DH hasn't been a "witness" since his teen years. I had a falling out with the in-laws (avid JW's) over them hitting our daughter while we were on vacation visiting them. DH didn't speak up about it, instead let his parents take over and has since pretended the incident never happened. They have made life miserable for me ever since and have ruined what used to be a fantastic relationship. Now my DH uses me like garbage, claims I am "abusive" to him and his parents, and makes out like they are saints.

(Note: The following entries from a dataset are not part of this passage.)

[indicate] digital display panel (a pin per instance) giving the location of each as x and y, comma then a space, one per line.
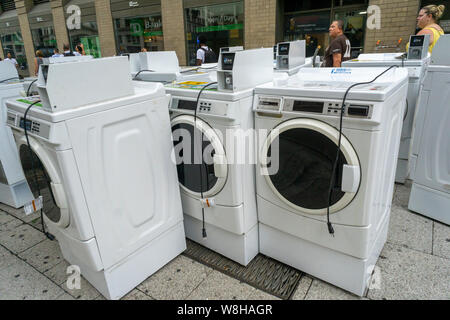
308, 106
227, 61
187, 105
283, 49
22, 124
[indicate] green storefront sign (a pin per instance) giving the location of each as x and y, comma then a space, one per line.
137, 29
220, 28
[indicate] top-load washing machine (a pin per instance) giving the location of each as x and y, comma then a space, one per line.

DH refuses to see my side of this and claims I am a hateful person who can't stand his family and wish his parents were dead. Yes, he did actually say this:( I lost my own father when I was a teen due to a heart attack and he randomly threw in to his fight how I hated him too (?)...making me out to be some evil, hating person... I did not enter our marriage hoping I'd have in-laws who hate me, but here I sit. I have printed off screen grabs of his mother bad mouthing me to his family on Facebook, have a letter from her that blames our 2 yr old for deserving to get reprimanded while we visited them on vacation three years ago, and then, of course, the visits from the JW's trying to lure my DH back to please his mother. He's claiming she is not behind these visits, but I know she is. At this point, I am feeling that my spirit is badly broken. I have suggested marriage counseling but he is refusing, claiming that I am the one and only problem. I'm definitely seeing a lot of narcissistic behavior. So many hateful things said to me last night and claiming I am the reason for all his problems. I feel his parents have finally turned him on me. Trying to figure out how to get myself out of this mess. Oh, and threatened me that his father will take me to court and get our kids...then acts like his parents are saints. They have underminded me for months through emails, texting my DH. They have never shown much interest in our children, until I stood up to them about hitting our daughter.
Sorry about ranting...just needed a place to vent.